Un événement très attendu. L’adaptation à l’écran de la trilogie de romans culte « Vernon Subutex », de Virginie Despentes, va faire l’ouverture de la 2e édition du festival CanneSerie­s (jusqu’au 10 avril, à Cannes) ce vendredi, avant sa diffusion sur Canal+, dès lundi. Cette minisérie, comme les livres, devrait parler à toute une génération. L’adaptation a été confiée à Cathy Verney, déjà à l’oeuvre dans « Fais pas ci, fais pas ça » et « Hard ». « Le roman est vraiment le portrait d’une génération oubliée, sacrifiée, qui a perdu ses idéaux », estime celle à qui Virginie Despentes a donné « carte blanche ». La minisérie, en neuf épisodes de trente minutes, reprend l’intrigue des deux premiers tomes. «On voulait cette liberté de rythme propre à la dramédie, prendre le temps de raconter une errance, la chute de Vernon », explique Cathy Verney, qui signe aussi la mise en scène.

« Ce qui est sériel dans le roman, c’est ce mec à la rue qui va aller dormir de canapé en canapé chez des potes», souligne la réalisatri­ce. La série suit donc Vernon Subutex, disquaire au chômage, en quête d’un endroit où dormir, et dresse au travers de son errance le portrait d’une génération qui a grandi devant «Les Enfants du rock» et se réveille embourgeoi­sée ou sur le carreau, vingt ans plus tard.

« Le rock, c’est vivre vite et mourir jeune. Alors comment vieillir quand on a hurlé : “Les gars, on va vivre vite, on vous emmerde tous, et on va claquer” ? C’est ça, leur mélancolie à tous », considère Philippe Rebbot, qui interprète Xavier, un des membres de la bande de Vernon Subutex. En revenant dans leur vie, « Vernon a le pouvoir de les reconnecte­r avec ce qu’ils étaient, il les rallume. Ils se souviennen­t grâce à Vernon qu’ils ont été quelque chose d’autre que ce qu’ils sont devenus », s’enthousias­me Cathy Verney. « Lui n’a pas changé.

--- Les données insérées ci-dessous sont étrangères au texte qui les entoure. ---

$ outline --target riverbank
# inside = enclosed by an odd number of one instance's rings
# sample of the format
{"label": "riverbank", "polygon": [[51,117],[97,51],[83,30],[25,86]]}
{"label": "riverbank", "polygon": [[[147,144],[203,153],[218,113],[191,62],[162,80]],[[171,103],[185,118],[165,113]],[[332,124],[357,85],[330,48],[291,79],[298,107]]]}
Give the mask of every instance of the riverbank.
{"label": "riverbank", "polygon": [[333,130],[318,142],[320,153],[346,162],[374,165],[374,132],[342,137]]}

Il les regarde comme ils étaient avant », renchérit-elle.

Romain Duris, qui campe le vagabond mélomane, a été adoubé aussi bien par la romancière que par la réalisatri­ce. « Romain cristallis­e cette époque des années 1990 et cette jeunesse perdue, explique-t-elle. Depuis Le Péril jeune, on l’a vu grandir et il y a une proximité. Prendre Romain Duris, c’est déjà raconter cette époque : il est chargé de cela, il appartient à cette époque, il fait partie de cette mémoire collective. On l’aime ou on ne l’aime pas pour ça. » «Vernon Subutex est le témoin d’un moment, d’une époque », estime l’intéressé. Et de poursuivre : « C’est vrai, les personnage­s que j’ai incarnés dans Le Péril jeune ou dans la trilogie de L’Auberge espagnole sont aussi les témoins d’une réalité, d’un moment. L’Auberge espagnole décrit le moment où Erasmus explose. J’ai retrouvé cela avec “Vernon Subutex” », explique-t-il encore.

« Virginie Despentes a capté le regard désenchant­é d’une génération, mais il y a aussi quelque chose d’universel, sur la mémoire, le temps qui passe », poursuit la réalisatri­ce. « L’histoire pourrait aussi bien se dérouler dix ans plus tard à l’avènement de la musique électroniq­ue », confirme le producteur Emmanuel Daucé.

Bref, Cathy Verney signe une dramédie drôle et tendre qui, comme le roman, nous rappelle que, comme le dit la citation – tantôt attribuée à Groucho Marx, tantôt à Terry Pratchett –, «dans chaque vieux, il y a un jeune qui se demande ce qui s’est passé».

«On voulait prendre le temps de raconter une errance, la chute de Vernon.»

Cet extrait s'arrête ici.